Leda was the very beautiful Queen of Sparta and married to King Tyndareus by loved by the King of the gods, Zeus himself. Only, this wasn't any old' seduction, as you may remember, Zeus was quite creative, and in this case, he took the shape of a swan. Less than a year later, Leda laid two eggs. The first contained Helen and Polydeuces and the second held Helen’s younger siblings: Clytemnestra and Castor. Helen and Polydeuces were Zeus' children, while the second egg belonged to Tyndareus. Anyway, Helen grew up in Sparta getting more and more beautiful until just after she hit puberty and really began to follow in her mother's footsteps by getting abducted.
The abductor was the equally famous Theseus, King of Athens. He took her to Aphidna and they did their thing for a good while. At any rate, his goal of banging a daughter of Zeus now accomplished, the king moved on.

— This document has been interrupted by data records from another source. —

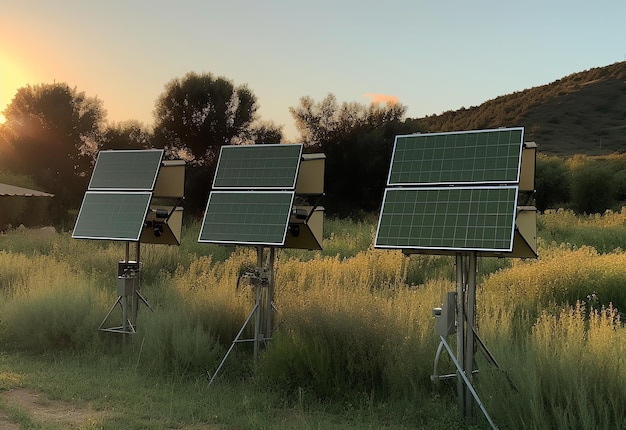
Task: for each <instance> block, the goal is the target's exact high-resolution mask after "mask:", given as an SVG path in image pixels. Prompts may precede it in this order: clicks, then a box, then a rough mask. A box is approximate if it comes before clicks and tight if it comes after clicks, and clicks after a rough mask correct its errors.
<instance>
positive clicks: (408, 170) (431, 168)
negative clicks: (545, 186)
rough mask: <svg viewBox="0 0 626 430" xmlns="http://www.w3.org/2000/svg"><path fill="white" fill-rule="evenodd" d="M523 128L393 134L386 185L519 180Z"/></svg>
mask: <svg viewBox="0 0 626 430" xmlns="http://www.w3.org/2000/svg"><path fill="white" fill-rule="evenodd" d="M523 135H524V129H523V128H521V127H520V128H508V129H495V130H482V131H464V132H452V133H433V134H414V135H406V136H397V137H396V142H395V145H394V151H393V157H392V160H391V166H390V169H389V176H388V179H387V185H417V184H429V185H443V184H466V185H469V184H476V183H485V184H491V183H499V184H504V183H508V184H514V183H517V182H518V181H519V166H520V159H521V152H522V144H523V142H524V136H523Z"/></svg>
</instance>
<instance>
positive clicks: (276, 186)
mask: <svg viewBox="0 0 626 430" xmlns="http://www.w3.org/2000/svg"><path fill="white" fill-rule="evenodd" d="M296 147H297V149H298V150H297V156H296V155H291V156H289V157H283V158H282V160H283V161H288V162H290V163H291V164H290V165H289V166H288V167H287V169H288V170H289V175H286V176H282V177H275V178H279V179H277V181H280V180H283V181H284V182H280V183H274V184H272V183H270V182H271V181H268V180H267V174H277V173H278V172H280V171H281V169H277V168H276V167H277V166H276V164H277V162H278V161H280V160H279V159H278V157H277V156H276V155H274V156H271V153H272V152H273V151H274V152H275V150H276V149H278V148H280V149H279V150H281V151H282V150H284V151H288V150H289V151H293V150H294V149H295V148H296ZM303 147H304V145H302V144H265V145H225V146H222V147H221V149H220V156H219V159H218V161H217V168H216V170H215V176H214V178H213V189H215V190H225V189H232V190H237V189H239V190H250V189H257V190H287V189H288V190H293V189H294V188H295V187H296V180H297V178H298V171H299V169H300V162H301V159H302V151H303ZM272 150H273V151H272ZM255 152H256V153H267V154H268V155H265V156H263V157H259V156H254V153H255ZM232 154H237V155H236V156H233V155H232ZM242 154H245V156H242ZM251 154H252V156H251ZM237 163H240V165H238V166H237ZM268 163H269V164H268ZM255 164H256V165H255ZM272 164H273V165H272ZM284 169H285V167H284V166H283V170H284ZM231 171H237V172H238V174H239V175H240V176H239V177H238V178H237V180H236V181H234V180H233V178H232V177H231V176H229V173H230V172H231ZM251 171H256V172H259V173H262V172H269V173H266V174H265V175H263V174H261V175H246V174H247V173H249V172H251ZM235 182H236V183H235Z"/></svg>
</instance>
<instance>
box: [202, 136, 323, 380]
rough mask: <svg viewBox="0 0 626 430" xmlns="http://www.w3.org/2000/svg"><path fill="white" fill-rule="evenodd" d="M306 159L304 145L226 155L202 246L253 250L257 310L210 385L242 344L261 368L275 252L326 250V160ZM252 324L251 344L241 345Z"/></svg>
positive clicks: (251, 147) (220, 363)
mask: <svg viewBox="0 0 626 430" xmlns="http://www.w3.org/2000/svg"><path fill="white" fill-rule="evenodd" d="M302 152H303V145H301V144H269V145H241V146H223V147H222V148H221V151H220V157H219V160H218V163H217V169H216V171H215V177H214V180H213V187H212V190H211V192H210V193H209V199H208V202H207V206H206V210H205V214H204V219H203V221H202V227H201V230H200V235H199V237H198V242H201V243H217V244H222V245H244V246H253V247H255V248H256V250H257V267H256V269H255V270H253V271H252V272H247V273H246V274H245V277H247V278H248V279H249V280H250V281H252V282H251V283H252V285H253V288H254V289H255V304H254V307H253V308H252V311H251V312H250V314H249V315H248V317H247V319H246V320H245V322H244V324H243V326H242V327H241V330H240V331H239V333H238V334H237V336H236V337H235V340H234V341H233V342H232V344H231V346H230V348H229V350H228V352H227V353H226V355H225V356H224V358H223V360H222V362H221V363H220V364H219V366H218V367H217V370H216V371H215V373H214V374H213V375H212V377H211V380H210V382H209V384H211V383H212V382H213V380H214V379H215V377H216V376H217V374H218V373H219V371H220V369H221V368H222V366H223V364H224V363H225V361H226V359H227V358H228V356H229V354H230V353H231V351H232V350H233V348H234V346H235V345H236V344H237V343H240V342H244V341H252V342H253V343H254V348H253V354H254V361H255V362H256V360H257V357H258V353H259V349H260V347H261V346H263V345H266V344H267V342H268V341H269V340H270V339H271V338H272V318H273V313H274V311H275V310H276V307H275V305H274V261H275V253H276V249H277V248H299V249H311V250H315V249H322V239H323V221H324V208H323V207H321V206H320V205H319V202H320V199H321V198H322V196H323V194H324V165H325V156H324V155H323V154H303V153H302ZM266 249H267V255H266V256H265V257H264V255H265V250H266ZM253 320H254V337H253V338H252V339H248V340H242V339H241V336H242V335H243V332H244V330H245V328H246V327H247V326H248V324H250V323H251V322H252V321H253Z"/></svg>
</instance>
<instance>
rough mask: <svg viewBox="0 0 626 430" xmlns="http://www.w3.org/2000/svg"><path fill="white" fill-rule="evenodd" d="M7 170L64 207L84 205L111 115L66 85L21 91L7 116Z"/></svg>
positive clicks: (23, 90) (29, 87)
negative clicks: (11, 171) (18, 174)
mask: <svg viewBox="0 0 626 430" xmlns="http://www.w3.org/2000/svg"><path fill="white" fill-rule="evenodd" d="M4 116H5V118H6V122H5V124H4V126H3V136H4V138H3V140H4V143H3V145H2V146H1V147H0V150H1V151H2V154H1V157H0V162H1V163H2V166H1V167H2V168H4V169H6V170H10V171H12V172H15V173H22V174H26V175H29V176H30V177H32V178H33V179H34V180H35V181H36V183H37V184H38V185H39V186H41V187H43V188H45V189H46V190H47V191H50V192H52V193H54V194H55V196H56V202H57V203H58V205H57V206H58V207H60V208H64V209H69V208H75V207H77V206H78V205H79V204H80V199H81V197H82V192H83V190H84V188H86V183H87V180H88V179H89V178H88V176H89V172H90V171H91V166H92V163H93V159H94V156H95V154H96V153H97V151H98V142H99V139H100V134H101V130H102V126H103V124H104V120H105V116H106V112H105V111H104V109H103V107H102V102H101V101H100V100H98V99H97V98H90V97H87V96H86V95H85V93H84V92H79V91H77V90H76V89H75V88H73V89H72V88H70V87H69V86H68V85H67V84H65V83H54V84H39V85H34V86H30V85H28V86H26V87H23V88H20V89H19V90H18V91H17V93H16V95H15V97H14V98H13V100H12V102H11V104H10V105H9V106H8V107H7V108H6V110H5V111H4Z"/></svg>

But Helen was still a hot commodity, and her family - especially her brothers who were heroes in their own right - wanted her back. Castor and Polydeuces (the Dioscuri) attacked Athens and got Helen back and even took some girl slaves of their own while they were there. Back home, Clytemnestra was already married (first to Tantalus and then to Agamemnon who we will see later) but Helen, well, now that she was home her unmarried status became an immediate problem.
As Mr. Robert Bell says, "Every red-blooded male in Greece who had heard of the gorgeous Helen dreamed of possessing her." The rule of Sparta was matrilineal and thus she was such a hot ticket because she also brought with her in marriage one of the most successful cities on the continent and a great powerful military force in Greece: the Spartan Army. Fortunately for Tyndareus, when Odysseus came (and ended up walking out with Penelope, Helen's cousin), he made a suggestion that suitors be required to swear an oath:
Whoever Tyndareus chose to be Helen's husband must be respected by the rest, and more than that, ready to defend that relationship against anyone who would try to steal her away.
As it turns out, Tyndareus randomly chose Menelaus. He was kind of like a noble, plain-looking, rich brat (since most of his power and money came from his powerful brother Agamemnon -the one that married Clytemnestra?). Yeah, well, anyway, when his granddad died he went for rituals and met Paris (his boytoy) and took him home and then LEFT him there while he took a trip to Crete. WTF!? Well, I assume he felt safe given the oath of the suitors. Well, Paris had the goddess Aphrodite herself.
Young, dashing, arrogant Paris seal the deal and off they went in his ship back to Thebes. Helen was NOT kidnapped! She willingly went with Paris. If she was kidnapped Paris would in millions of pieces by the Spartan people. Addition, Spartan women can protect them and can fight as well as the men.
Aphrodite had cursed both daughters of Tyndareus to be unfaithful and hey look; she was already sleeping with slaves! Even if she was in love, there was a whole lot of sorrow in her life and her relationships hurt a lot of people, not least of all Helen.